Por mais de um ano, Beatriz Accioly Lins acompanhou a rotina de denúncias de violência contra as mulheres na capital paulista. As observações e os relatos resultaram em sua dissertação de mestrado, “A Lei nas Entrelinhas: A Lei Maria da Penha e o trabalho policial em duas Delegacias de Defesa da Mulher de São Paulo”.
Enquanto antropóloga, o objetivo da pesquisadora era fugir da dicotomia “funciona ou não funciona?” e entender como a Lei Maria da Penha estava sendo posta em prática. Para ela, nas entrelinhas da Lei existe vida, e a vida é muito mais complexa que uma norma.
“Meu propósito era entender como, no dia a dia das delegacias, a norma jurídica ganhava vida, que significados e discursos ela produzia”, conta à AUN. “Toda lei depende dos entendimentos, dos valores e das percepções de gênero dos profissionais que trabalham com ela”, completa.

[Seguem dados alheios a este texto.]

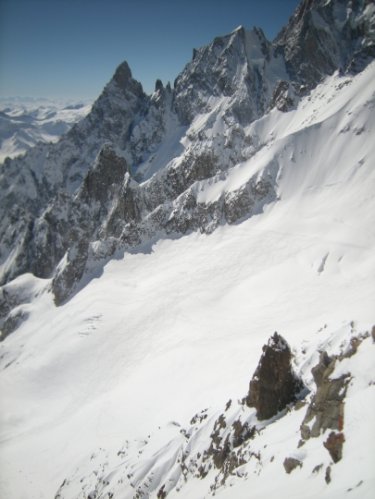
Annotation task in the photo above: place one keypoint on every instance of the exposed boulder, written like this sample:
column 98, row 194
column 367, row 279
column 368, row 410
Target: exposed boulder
column 326, row 410
column 274, row 384
column 291, row 463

Beatriz presenciou nas Delegacias de Defesa da Mulher (DDM) dificuldades materiais, poucas funcionárias, treinamento insuficiente sobre violência doméstica e sobre a própria Lei Maria da Penha. “O despreparo causava nas vítimas o sentimento de serem tradadas com descaso dentro da própria polícia”, diz. A antropóloga também observa que os problemas afetavam não só as vítimas, mas também as próprias policiais.
Em seu estudo, a pesquisadora aponta que nem todas as vítimas de verdade são tratadas como vítimas legais e casos como violência psicológica e estupros conjugais dificilmente são registrados. “Embora as policiais registrassem diversas ocorrências sob a rubrica da Lei Maria da Penha, algumas denunciantes eram consideradas ‘mais vítimas’ do que outras”, conta.
No caso de estupros conjugais, existe a visão equivocada de que, nas relações, o consentimento está pressuposto e não se pode dizer não. Quando se trata de violência psicológica, que consta na Lei Maria da Penha como algo a ser combatido, o assunto é ambivalente mesmo para as próprias vítimas.
“As policiais tinham muita dificuldade em entender o que seria violência psicológica. Afinal, as pessoas brigam e se atacam verbalmente, então como saber o limite?”, indaga. “A verdade é que o direito brasileiro tem muita dificuldade em lidar com violências não materializáveis”.
Criada em 2006, a Lei Maria da Penha completou 9 anos em agosto. Embora o estudo de Beatriz tenha apontado suas fragilidades, a pesquisadora diz ser contra “diagnósticos apocalípticos” e ressalta o importante papel que ela exerce.
“Nas delegacias, vi a Lei sendo manuseada todo dia, debates e questões éticas enfrentadas. Algumas tentativas frustradas, outras bem-sucedidas”, conta. “A Lei Maria da Penha também tem um efeito pedagógico. As pessoas sabem que ela existe e que violência doméstica e familiar contra mulheres é crime, quer concordem ou não”, justifica.
Recentemente, o Tribunal de Justiça de SP aplicou a Lei Maria da Penha em caso de violência contra uma mulher transexual. Apesar da vitória, a norma recebe críticas por contemplar apenas vítimas cisgêneros (pessoas cujo gênero é o mesmo que o designado em seu nascimento), na maioria dos casos. Nesse sentido, o PL 8032/2014 prevê a aplicação da Lei Maria da Penha às pessoas transexuais e transgêneros que se identifiquem como mulheres.
Beatriz comenta o episódio e cita um dos casos que acompanhou e envolvia uma denunciante trans. “A delegada a atendeu, algo que não era comum, e tratou a moça por seu nome social, mas explicou que, como seus documentos ainda traziam seu nome de registro, o Boletim de Ocorrência não poderia ser realizado”, conta. “Pensando nela, e em tantas outras, fico muito contente com essa recente decisão do TJ de SP de entender mulheres a partir de suas identidades de gênero”.